Cumhurbaşkanı ve Ak Parti Genel Başkanı Recep Tayyip Erdoğan kimsenin zulüm görmesine seyirci kalamayacaklarını belirterek, "Suriye toprakları içerisinde inim inim inleyen kardeşlerimizin yardımına koşmayı görev biliyoruz. Ülkemizin fiziki sınırları başkadır, bizim gönül sınırlarımız bambaşkadır. Bizim kimsenin topraklarında gözümüz yoktur. Gönül sınırlarımızda hiç kimsenin zulüm görmesine seyirci kalamayız. Mehmedim Afrin'e yürüyor. İdlib'e yürüyeceğiz inşallah" dedi.

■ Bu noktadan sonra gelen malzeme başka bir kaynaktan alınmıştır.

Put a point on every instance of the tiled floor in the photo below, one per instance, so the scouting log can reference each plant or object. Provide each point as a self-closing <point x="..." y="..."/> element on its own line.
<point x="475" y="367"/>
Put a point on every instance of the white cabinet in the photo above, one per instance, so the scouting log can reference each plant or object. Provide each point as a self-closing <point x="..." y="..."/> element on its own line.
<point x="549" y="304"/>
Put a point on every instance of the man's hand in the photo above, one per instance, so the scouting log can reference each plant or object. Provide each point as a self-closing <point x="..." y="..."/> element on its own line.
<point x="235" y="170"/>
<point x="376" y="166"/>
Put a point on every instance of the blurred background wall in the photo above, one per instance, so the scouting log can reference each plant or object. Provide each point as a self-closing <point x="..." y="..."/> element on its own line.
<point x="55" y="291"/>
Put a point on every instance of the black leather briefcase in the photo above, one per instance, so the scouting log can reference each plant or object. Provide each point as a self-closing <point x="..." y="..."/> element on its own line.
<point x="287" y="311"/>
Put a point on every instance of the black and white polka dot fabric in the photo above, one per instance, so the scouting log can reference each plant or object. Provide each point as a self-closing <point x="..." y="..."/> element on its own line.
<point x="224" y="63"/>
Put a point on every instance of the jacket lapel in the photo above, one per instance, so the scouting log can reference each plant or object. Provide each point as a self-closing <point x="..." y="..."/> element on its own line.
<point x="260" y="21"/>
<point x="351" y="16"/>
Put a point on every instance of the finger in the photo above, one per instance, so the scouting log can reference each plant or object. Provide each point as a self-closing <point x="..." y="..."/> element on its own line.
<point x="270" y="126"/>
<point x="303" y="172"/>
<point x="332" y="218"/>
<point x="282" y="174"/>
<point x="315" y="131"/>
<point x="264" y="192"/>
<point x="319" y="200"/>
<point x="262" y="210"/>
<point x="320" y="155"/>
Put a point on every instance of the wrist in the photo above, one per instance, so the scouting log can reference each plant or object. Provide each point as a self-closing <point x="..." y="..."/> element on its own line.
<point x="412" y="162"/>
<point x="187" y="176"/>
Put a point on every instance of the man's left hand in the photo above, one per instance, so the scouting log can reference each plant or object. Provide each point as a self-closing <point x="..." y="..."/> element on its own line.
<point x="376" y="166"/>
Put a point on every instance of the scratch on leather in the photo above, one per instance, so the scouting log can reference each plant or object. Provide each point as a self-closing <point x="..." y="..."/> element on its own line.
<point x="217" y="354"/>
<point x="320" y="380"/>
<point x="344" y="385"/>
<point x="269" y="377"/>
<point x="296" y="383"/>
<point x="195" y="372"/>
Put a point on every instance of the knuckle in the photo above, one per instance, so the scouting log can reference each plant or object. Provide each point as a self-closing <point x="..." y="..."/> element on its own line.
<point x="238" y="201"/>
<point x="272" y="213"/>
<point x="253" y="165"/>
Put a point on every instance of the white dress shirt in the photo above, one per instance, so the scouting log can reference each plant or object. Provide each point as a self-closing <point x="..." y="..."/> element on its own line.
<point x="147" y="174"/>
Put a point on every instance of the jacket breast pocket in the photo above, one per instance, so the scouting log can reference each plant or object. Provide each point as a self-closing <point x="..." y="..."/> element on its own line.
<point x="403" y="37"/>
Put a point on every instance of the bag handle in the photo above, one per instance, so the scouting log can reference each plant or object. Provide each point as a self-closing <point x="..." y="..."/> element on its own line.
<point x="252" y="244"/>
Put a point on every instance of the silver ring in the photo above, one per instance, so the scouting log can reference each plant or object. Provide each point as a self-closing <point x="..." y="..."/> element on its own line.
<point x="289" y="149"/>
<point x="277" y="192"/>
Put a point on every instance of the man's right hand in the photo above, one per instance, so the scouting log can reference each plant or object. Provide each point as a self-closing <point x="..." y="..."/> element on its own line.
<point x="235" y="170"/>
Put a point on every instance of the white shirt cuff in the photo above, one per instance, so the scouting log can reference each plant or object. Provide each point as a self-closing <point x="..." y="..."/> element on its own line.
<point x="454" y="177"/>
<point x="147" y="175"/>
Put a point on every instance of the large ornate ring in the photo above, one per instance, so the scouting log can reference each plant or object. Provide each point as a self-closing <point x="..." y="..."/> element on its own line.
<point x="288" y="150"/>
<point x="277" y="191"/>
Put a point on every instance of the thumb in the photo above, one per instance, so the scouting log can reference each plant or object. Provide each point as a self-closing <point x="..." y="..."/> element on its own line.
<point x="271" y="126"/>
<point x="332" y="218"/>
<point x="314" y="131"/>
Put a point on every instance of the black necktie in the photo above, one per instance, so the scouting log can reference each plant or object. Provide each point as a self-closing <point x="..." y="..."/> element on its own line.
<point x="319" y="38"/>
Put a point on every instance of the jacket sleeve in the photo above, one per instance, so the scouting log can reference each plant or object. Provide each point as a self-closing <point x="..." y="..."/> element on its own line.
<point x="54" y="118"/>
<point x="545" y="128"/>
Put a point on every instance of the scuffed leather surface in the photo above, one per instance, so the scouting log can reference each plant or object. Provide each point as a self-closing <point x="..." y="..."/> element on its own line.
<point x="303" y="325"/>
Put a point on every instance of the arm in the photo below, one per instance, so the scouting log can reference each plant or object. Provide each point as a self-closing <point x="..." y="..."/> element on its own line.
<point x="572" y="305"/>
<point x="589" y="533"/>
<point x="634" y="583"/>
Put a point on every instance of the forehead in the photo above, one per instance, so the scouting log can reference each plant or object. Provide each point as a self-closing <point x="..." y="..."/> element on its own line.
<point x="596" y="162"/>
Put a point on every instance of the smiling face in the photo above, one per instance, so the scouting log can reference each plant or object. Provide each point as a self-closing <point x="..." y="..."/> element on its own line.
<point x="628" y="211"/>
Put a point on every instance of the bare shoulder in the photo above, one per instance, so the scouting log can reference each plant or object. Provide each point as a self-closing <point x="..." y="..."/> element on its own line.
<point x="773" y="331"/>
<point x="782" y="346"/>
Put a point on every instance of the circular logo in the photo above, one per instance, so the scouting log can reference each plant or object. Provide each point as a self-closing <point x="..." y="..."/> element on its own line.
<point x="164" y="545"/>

Cumhurbaşkanı ve Ak Parti Genel Başkanı Recep Tayyip Erdoğan, İzmit Yahya Kaptan Mahallesi'nde bulunan Şehit Polis Recep Topaloğlu Spor Salonu'nda gerçekleştirilen Ak Parti Kocaeli Gençlik Kolları Kongresi'ne katıldı. Cumhurbaşkanı Erdoğan önce salonun yanında bulunan Yahya Kaptan Pazar Alanı'nda toplanan binlerce kişiye seslendikten sonra salona geçti. Seçimlerde Kocaeli'den çok büyük destek beklediğini belirten Cumhurbaşkanı Erdoğan, "2019 çok önemli. Her şeyden önce 2023'ün adeta habercisi bir seçim yaşayacağız. Şayet 2019'u sağlam alamazsak gelecek zor olur. Ak Parti tek başına iktidar olamayınca kimlerin el ovuşturmaya, kimlerin göbek atıp oynamaya başladığını hep birlikte gördük ve yaşadık. Neyse ki milletimizin sağ duyusu, irfanı, metaneti sayesinde bu sıkıntılı dönemi kısa sürede geride bıraktık. Kasım ayından itibaren yeniden asli gündemimize döndük. 2012-2014-2015'te farklı yol ve yöntemlerle başaramadıklarını 15 Temmuz'da silah zoruyla başarmaya kalktılar. O güne kadar sözünü sandıkta söyleyen, gövdesini seçim meydanlarında gösteren milletimiz, bir anda meydanlara, sokaklara ölümüne caddelere dolun dediğimizde hamdolsun köprüleri, darbecilerin yuvalandığı her yeri FETÖ'cülere, hainlere dar etti bu millet" dedi.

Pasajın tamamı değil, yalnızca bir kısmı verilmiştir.